One of the main key in research is the intern experience, which was gained by me during March21st– June16th,2018 at Western Norway University of Applied Sciences, Bergen, Norway through URFORSK project. This was my first time visit to Bergen, Norway. It was a great chance to gain experience both, officially at such a world class laboratory and personally with the people over there. Since Bergen is known for its beauty, I almost visited every part of the city. I had memorable days over there which would come through out my life.

I have carried out a part of my research work at FoU laboratory, HVL, Western Norway University of Applied Sciences, Bergen, Norway on photocathode of DSSC’s and i’m dealing with Transition metal dichalcogenides in order to replace platinum with non-precious metal. Although Pt is one of the most selected superior material for catalyzing I- to I3 –, its weak chemical stability i.e., it decomposes to PtI4 or H2PtI2 in tri-iodide/iodide electrolyte and its high cost restricts the scale up production for DSSCs. Further Red-Ox behaviour of transition metal can be enhanced by adding semi-conductors like Co,Fe. During my intern I have synthesized the material via hydrothermal method and characterization studies were taken at UiB, Bergen, Norway. Apart from that, I have learnt a lot from the challenges faced during the experiments and analysis of results. This certainly made my confidence go a few notches up.
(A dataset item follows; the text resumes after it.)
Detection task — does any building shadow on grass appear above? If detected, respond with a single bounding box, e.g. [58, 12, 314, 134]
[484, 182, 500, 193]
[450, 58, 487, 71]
This is my first research visit to University of Bergen, Norway. This overseas trip was exciting and I was able to gain a lot of knowledge in the field of bio materials processing and I came across many advanced tools used in the health application research sector. I did my work at the Department of Dentistry, Faculty of Medicine, and University of Bergen, Norway through this student mobility program.

I carried out my research work on nano carbon incorporated cotton fabrics processed through Plasma immersion technique. This cotton fabrics are well known for its textile usages. In addition to this, its role in medical applications such as surgical, wound dressing and sport wearables are also inevitable. In this favor, our research focuses on the incorporation of nano carbon-based materials over cotton fabrics found to be a promising technology for the medical applications. Further, we have extended our plasma implanted nano carbons to make it anti-microbial by incorporation of silver nanoparticle (Ag-NPs) on the plasma treated cotton fabrics. The processed cotton fabric samples were analyzed by using various studies and its bio compatibility were analyzed.